Colorado’s Pot Rhetoric Hits Capitol Hill

2 minute read

Marijuana legalization advocates appear to know a good slogan when they see one.

Democratic Rep. Jared Polis of Colorado introduced a bill in Congress Friday that borrows its name from the successful ballot measure in his home state: The Regulate Marijuana Like Alcohol Act.

As the title suggests, the legislation would remove marijuana from the list of controlled substances and put oversight of it under the Bureau of Alcohol, Tobacco, Firearms and Explosives rather than the Drug Enforcement Agency.

Like similar bills introduced by Polis and former Reps. Barney Frank and Ron Paul, it’s not going anywhere in Washington any time soon. While legalization of recreational marijuana may be underway in Colorado, Washington, Oregon, Alaska and the District of Columbia, it remains a non-starter on Capitol Hill, where lawmakers even moved to bar D.C. from going ahead with its plans.

But Polis’ bill title is revealing.
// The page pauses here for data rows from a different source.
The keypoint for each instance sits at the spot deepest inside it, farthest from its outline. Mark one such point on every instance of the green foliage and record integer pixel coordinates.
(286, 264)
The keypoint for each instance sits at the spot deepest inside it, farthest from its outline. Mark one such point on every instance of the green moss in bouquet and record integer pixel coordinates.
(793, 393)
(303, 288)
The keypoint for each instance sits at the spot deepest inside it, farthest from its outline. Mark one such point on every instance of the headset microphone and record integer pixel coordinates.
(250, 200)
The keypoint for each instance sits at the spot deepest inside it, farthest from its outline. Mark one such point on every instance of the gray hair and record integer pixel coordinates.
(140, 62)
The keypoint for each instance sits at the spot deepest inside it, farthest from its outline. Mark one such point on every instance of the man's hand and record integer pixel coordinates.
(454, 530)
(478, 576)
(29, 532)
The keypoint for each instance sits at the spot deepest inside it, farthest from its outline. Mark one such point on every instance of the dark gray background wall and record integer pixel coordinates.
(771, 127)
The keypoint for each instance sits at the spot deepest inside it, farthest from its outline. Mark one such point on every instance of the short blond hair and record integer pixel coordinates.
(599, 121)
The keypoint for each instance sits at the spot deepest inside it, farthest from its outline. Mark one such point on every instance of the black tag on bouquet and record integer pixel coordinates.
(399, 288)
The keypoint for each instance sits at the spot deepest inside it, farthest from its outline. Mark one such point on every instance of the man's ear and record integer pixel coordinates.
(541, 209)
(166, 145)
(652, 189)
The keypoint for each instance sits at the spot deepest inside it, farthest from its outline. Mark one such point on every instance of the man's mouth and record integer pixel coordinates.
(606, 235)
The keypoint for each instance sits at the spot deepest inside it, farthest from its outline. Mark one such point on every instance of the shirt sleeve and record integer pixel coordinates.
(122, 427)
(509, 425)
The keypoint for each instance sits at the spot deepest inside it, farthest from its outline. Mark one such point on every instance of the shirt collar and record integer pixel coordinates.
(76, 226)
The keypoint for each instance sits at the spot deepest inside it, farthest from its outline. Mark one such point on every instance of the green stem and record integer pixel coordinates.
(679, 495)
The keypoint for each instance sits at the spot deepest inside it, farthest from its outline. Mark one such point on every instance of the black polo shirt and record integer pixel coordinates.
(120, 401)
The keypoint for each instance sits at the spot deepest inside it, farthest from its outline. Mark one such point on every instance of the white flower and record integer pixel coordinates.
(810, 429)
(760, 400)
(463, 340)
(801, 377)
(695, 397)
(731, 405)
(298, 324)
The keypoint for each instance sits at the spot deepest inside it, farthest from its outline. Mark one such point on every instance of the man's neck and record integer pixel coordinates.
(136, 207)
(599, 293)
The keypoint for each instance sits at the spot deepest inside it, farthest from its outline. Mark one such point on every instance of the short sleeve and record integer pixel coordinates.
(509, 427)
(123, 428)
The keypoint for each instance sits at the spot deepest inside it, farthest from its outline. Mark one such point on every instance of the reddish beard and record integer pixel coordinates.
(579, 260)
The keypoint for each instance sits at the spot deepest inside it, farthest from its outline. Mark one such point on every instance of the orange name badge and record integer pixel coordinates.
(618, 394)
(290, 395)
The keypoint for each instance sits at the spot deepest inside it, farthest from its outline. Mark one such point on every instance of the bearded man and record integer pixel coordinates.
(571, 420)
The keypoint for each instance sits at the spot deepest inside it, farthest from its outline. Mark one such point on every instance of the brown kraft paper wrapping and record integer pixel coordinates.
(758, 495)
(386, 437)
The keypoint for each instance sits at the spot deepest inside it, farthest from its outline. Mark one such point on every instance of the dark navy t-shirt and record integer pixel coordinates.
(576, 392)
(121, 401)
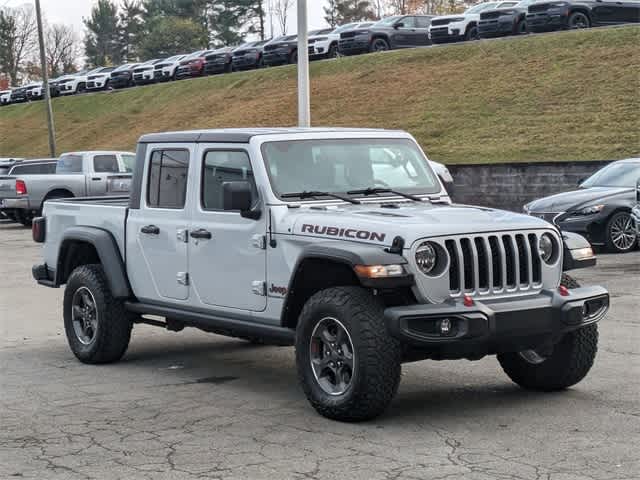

Prior efforts to roll back federal marijuana laws went for 10th Amendment language (Respect State Marijuana Laws Act of 2013) or harkened back to fights over alcohol in the 1920s and ’30s (Ending Federal Marijuana Prohibition Act of 2011), while ballot measures outside Colorado went by numbers (Initiative 502, Ballot Measure 2, Measure 91).

But “Regulate Marijuana Like Alcohol” is catchy and succinct. It avoids the pitfalls of talking about “legalization” (too vague), “prohibition” (too old-timey) and “recreational marijuana” (too permissive). And it makes its case in four quick words.

Whether it’s on Capitol Hill or in the next statehouse fight, expect to see this phrase more in the future.